林映舟沉默半晌,往书案走去,像是要给她拿的样子。
沈屿思表情凝滞,心中大呼不妙。
他要真掏出一根,这怎么解释?
别啊……
别拿啊……
我不要了……
住手……
林映舟将原先雕刻的木棍递过去,“会用吗?”
是一只蛇形发簪,檀木表面隐约浮着鳞状刻痕,只是还没雕刻完成,看着有些粗糙。
沈屿思松了一口气,“应该会吧。”
高中看仙侠剧上头,在网上买了簪子学过怎么用,只是时间长有点忘记了。
沈屿思根据记忆里的步骤,一步步捣鼓着,终于想起了过程。
期间林映舟一直没看她,认真整理架上的字画。
直到听见一声倒抽气,他转身,“怎么了?”
“头发被项链勾到了。”沈屿思双手正在颈后摸索着。
林映舟见她面色涨红,费劲半天还没弄好,轻叹一声,忍着身体的不适走过去,“我帮你。”
沈屿思啊了一声,“那麻烦你了,学长。”
她将头发拢至左肩,后颈瓷白的皮肤在发色映衬下宛如新雪。
林映舟面无表情地盯着这片雪白,忽然意识到自己在做什么,他皱眉,移开视线。
即便如此,他却发现,脊柱仿佛有蛞蝓在攀爬,湿黏、难受。
林映舟勒令自己摒弃那片白色,他伸手小心挑开纠缠的发丝,金属卡扣沁着凉意,却压不住指尖触碰到的体温。
他太小心翼翼了,若有似无的触碰,激地沈屿思后颈泛起一阵鸡皮疙瘩。
惹得她好想提醒林映舟可以直接扯开,不用这么爱惜她的头发。
男人宽直的肩膀将沈屿思单薄的身形全然笼罩着,玻璃橱门上映出两片交叠的剪影,缠绵厮磨,暧昧纠缠。

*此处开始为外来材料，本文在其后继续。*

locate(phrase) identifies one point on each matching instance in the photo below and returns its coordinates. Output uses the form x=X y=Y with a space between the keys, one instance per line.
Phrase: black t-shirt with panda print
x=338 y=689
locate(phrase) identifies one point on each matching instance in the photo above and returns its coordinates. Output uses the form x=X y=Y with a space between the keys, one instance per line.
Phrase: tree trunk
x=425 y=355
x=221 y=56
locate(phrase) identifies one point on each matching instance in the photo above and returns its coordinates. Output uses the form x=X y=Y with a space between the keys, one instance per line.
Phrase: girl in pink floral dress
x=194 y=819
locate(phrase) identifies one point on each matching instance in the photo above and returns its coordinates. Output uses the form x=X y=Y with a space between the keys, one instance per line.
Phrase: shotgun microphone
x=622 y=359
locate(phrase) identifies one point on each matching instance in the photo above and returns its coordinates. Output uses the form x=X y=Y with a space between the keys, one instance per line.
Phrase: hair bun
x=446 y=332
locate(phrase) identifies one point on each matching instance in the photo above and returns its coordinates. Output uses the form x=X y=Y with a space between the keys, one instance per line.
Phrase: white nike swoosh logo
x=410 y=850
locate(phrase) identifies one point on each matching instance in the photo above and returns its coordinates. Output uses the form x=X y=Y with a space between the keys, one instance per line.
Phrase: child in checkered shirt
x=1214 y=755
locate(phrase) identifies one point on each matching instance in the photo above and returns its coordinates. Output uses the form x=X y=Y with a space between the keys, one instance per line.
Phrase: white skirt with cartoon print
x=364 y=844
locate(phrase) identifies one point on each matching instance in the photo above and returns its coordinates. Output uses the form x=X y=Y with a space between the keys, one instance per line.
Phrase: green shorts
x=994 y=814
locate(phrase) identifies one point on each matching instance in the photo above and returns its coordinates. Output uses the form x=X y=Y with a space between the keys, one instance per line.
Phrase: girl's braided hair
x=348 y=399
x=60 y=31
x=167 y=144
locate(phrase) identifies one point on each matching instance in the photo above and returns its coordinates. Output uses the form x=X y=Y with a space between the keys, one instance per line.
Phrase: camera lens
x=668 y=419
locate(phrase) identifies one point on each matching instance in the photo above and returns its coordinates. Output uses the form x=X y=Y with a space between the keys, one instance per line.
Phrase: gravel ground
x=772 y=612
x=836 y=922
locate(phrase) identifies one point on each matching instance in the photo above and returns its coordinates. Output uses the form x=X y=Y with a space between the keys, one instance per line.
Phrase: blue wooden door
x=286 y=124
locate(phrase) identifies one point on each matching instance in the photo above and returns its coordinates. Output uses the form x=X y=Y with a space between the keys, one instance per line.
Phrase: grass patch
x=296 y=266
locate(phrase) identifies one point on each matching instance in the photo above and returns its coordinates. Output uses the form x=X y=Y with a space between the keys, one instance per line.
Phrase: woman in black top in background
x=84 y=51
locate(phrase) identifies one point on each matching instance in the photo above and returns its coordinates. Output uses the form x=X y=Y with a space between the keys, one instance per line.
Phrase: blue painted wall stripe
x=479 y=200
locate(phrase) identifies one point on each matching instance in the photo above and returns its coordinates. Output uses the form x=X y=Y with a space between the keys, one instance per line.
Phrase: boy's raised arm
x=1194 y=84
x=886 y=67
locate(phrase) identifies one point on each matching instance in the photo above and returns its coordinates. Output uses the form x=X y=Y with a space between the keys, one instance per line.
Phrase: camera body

即使林映舟再小心,也依旧扯断了好几根,看着掌心令他讨厌的红发,他有些失神。
将最后一根头发从卡扣中拉出,林映舟如释重负,他后退一步,嗓音莫名干涩,“好了。”
“谢谢。”沈屿思抬眸,见他额角出汗,明知故问,“你怎么出汗了,很热吗?”
“没有。”林映舟闭了闭眼,重新坐回位置上,“你可以拍了。”
沈屿思迅速将头发挽好,拿起相机找光线找角度。
好在今天天气好,拍几张画要不了多少时间,办公室内很快响过最后一次快门声。
沈屿思将相机收进包里,抬手抽出木簪,头发一瞬间散开。
“谢谢你啊学长。”她将带着发香的木簪放在砚台边上,转身离开。
不知怎的,沈屿思又折返回来,手撑在桌上,身体微微前倾,眼睛直勾勾盯着林映舟,目光带着审视。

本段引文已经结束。